Die "Wikileaks"-Informantin Chelsea Manning hat nach übereinstimmenden Berichten versucht, sich das Leben zu nehmen. Der Sender CNN und das Portal TMZ berichteten unter Berufung auf Mitarbeiter des Militärgefängnisses Fort Leavenworth und die US-Army, Manning sei Mittwoch in ein Krankenhaus gebracht worden.

Der Sprecher der U.S. Army Patrick Seiber bestätigte CNN, Manning sei bereits wieder entlassen und werde seither beobachtet. Manning, eine Transgender-Person, sitzt eine 35-jährige Haftstrafe wegen Spionage und Verrats ab. In dem Militärgefängnis sind ausschließlich Männer inhaftiert.

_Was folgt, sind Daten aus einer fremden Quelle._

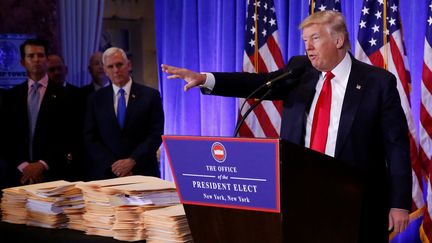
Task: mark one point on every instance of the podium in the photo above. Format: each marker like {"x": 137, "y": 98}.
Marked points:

Geheime Militärdokumente zugespielt

Vertreter des Gefängnisses antworteten nicht auf Anfragen. Chelsea Manning war als Soldat Bradley Manning im Irak und hatte der Enthüllungsplattform Wikileaks Hunderttausende geheimer Militärdokumente zugespielt. Manning wurde 2013 zu 35 Jahren Haft verurteilt.

Edward Snowden, der geheime Informationen zur Internet-Überwachung des US-Geheimdienstes NSA veröffentlichte, schrieb auf Twitter: "Der Umgang der Regierung mit Whistleblowern ist ein größeres Verbrechen als das, wofür sie eingesperrt wurden."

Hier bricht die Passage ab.